Lungo tutto il film Ridley Scott ritrae i Gucci sempre di più con i tratti che hanno le famiglie mafiose al cinema, cioè unendo il basso e l’alto, il rude con il sofisticato, il burino con l’elegante, il denaro con il pacchiano. Se un senso può uscire dalla storia di come le manipolazioni di una donna in cerca di ascesa sociale in una delle più nobili famiglie dell’alta moda, è questo: la fine di un’era, quella delle grandi famiglie e delle ascese sociali, per fare posto ad un’altra fatta di gruppi stranieri. Per arrivare a questo l’arma che il film sceglie sono gli attori sui quali, è evidente, c’è stato un grandissimo lavoro (ed è probabile che un cast così prestigioso una volta tanto si sia migliorato a vicenda).

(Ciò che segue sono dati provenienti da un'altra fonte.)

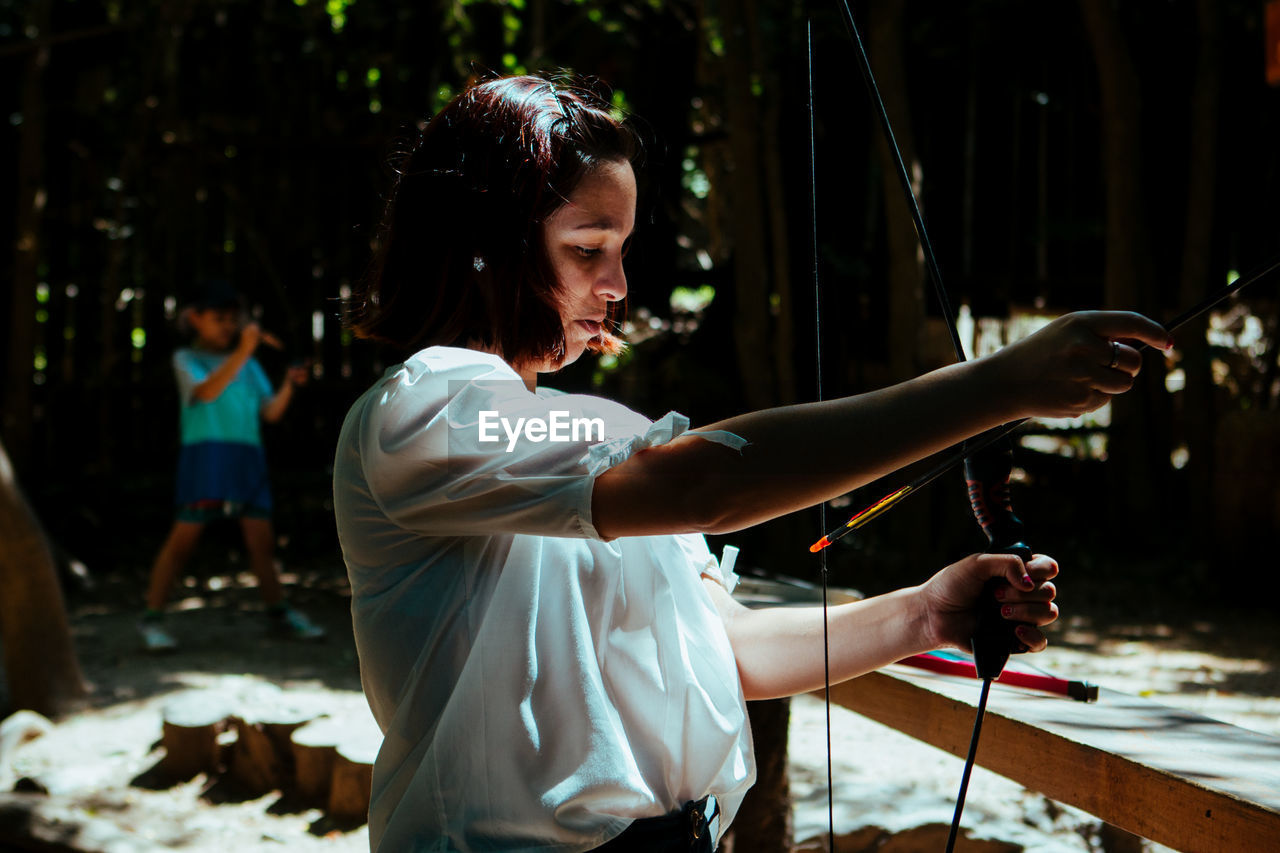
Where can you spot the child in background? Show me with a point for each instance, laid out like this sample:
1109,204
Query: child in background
222,469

Sole attorno a cui tutto gira è Patrizia Reggiani, cioè Lady Gaga, di nuovo bravissima dopo A Star Is Born e stavolta non solo centrata ma anche capace di lavorare sulla complessità. Sul suo sguardo infuocato di desiderio (solo fintamente sessuale ma in realtà economico) si fonda la parte migliore del film, la prima, quella in cui è mostrato il corteggiamento tra Maurizio Gucci e Patrizia Reggiani. Non solo è lei a guidare la dinamica, arrivando dove vuole, ma è mostrato molto bene, senza dirlo, che ci arriva anche come lo vuole, facendo in modo che sia sempre lui a pensare di aver fatto le mosse importanti e aver guidato. Così capiamo gli eventi, capiamo il rapporto ma soprattutto capiamo lei, la grinta e la forza di una donna che ci viene presentata davanti ad un manipolo di camion (e camionisti).

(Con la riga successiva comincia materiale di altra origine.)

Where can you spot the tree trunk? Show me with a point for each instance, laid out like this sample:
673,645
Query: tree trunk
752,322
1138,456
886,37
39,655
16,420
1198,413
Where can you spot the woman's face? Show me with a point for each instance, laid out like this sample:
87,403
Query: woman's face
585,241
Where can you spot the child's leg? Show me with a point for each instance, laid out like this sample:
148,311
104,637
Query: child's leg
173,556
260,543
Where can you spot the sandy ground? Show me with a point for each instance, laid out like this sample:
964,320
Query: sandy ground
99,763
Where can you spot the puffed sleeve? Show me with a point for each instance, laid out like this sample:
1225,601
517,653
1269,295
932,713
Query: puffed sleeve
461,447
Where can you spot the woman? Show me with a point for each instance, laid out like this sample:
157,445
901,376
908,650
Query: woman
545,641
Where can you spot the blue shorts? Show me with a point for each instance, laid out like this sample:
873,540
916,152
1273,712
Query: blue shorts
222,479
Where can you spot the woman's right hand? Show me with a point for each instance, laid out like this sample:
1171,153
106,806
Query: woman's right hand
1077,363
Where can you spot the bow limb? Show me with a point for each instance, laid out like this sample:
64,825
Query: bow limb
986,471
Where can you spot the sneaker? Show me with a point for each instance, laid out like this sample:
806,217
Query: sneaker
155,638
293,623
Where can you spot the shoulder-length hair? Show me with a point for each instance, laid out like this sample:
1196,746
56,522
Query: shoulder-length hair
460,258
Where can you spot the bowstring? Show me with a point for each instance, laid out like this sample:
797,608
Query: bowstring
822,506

Ma è eccezionale anche la maniera in cui Adam Driver non reciti quasi mai con il parlato (solo verso la fine e infatti funziona meno) ma, defilato, usi una postura e dei movimenti elegantissimi per separarsi da tutti, specialmente da Patrizia Reggiani, elettrica ed esagerata. Scott, che è un regista di immagini, una volta tanto lavora di attori e lascia a sé il compito di incastrarli in luoghi e scenografie che li supportino (incredibile il lago di fumo della gita in barca, bellissimo lo stabilimento dei Reggiani o la casa di Rodolfo Gucci), luoghi che raccontano sempre la distanza tra classi e la differenza tra nobiltà imprenditoriale e artistica e il resto del mondo.

Avanzando purtroppo il film non tiene l’equilibrio del grottesco, punta troppo sulle frasi ad effetto (“Padre, figlio e famiglia Gucci”, “È ora di fare pulizia”, “Non mi ritengo una persona particolarmente morale”) e si innamora dell’essere sopra le righe. Il Paolo Gucci di Jared Leto (attore terribile che qui risalta nella sua incapacità di capire i film e nella maniera in giochi da solo) è il simbolo di questa mancanza di equilibrio e sbilancia tutto sulla farsa.

Rimane lo stesso uno dei migliori film dei nostri anni sul capitalismo spietato, uno in cui un mostro piccino e quasi tenero (Patrizia Reggiani), figlia della piccola imprenditoria che ragiona come nel medioevo, è ridicolizzato nei suoi tentativi sciocchi da un mostro più preciso e moderno, i grandi gruppi che soppiantano in pochissimo la gestione familiare per far trionfare il capitalismo spinto.

NOTA: Come tutti i film anche questo arriva in Italia doppiato. In originale gli attori parlano con un pesante e intenzionale accento italiano che tuttavia, soprattutto nel caso di Lady Gaga, risulta più slavo o nordeuropeo che altro. È una stortura che funziona poco e non fa che enfatizzare i problemi che già esistono, aggiungendo uno strato di stereotipi che se visti dall’estero sono in armonia con tutto il registro grottesco, dal nostro punto di vista vengono facilmente a noia, perché li (ri)conosciamo troppo. Nella sostanza è un dettaglio in più di ridicolo nel descrivere in maniera molto dura della famiglia Gucci. Nella pratica non è un problema del film ma uno che riguarda solo una minuscola parte del pubblico (gli italiani che lo vedranno in originale). Come tale è ben poco influente.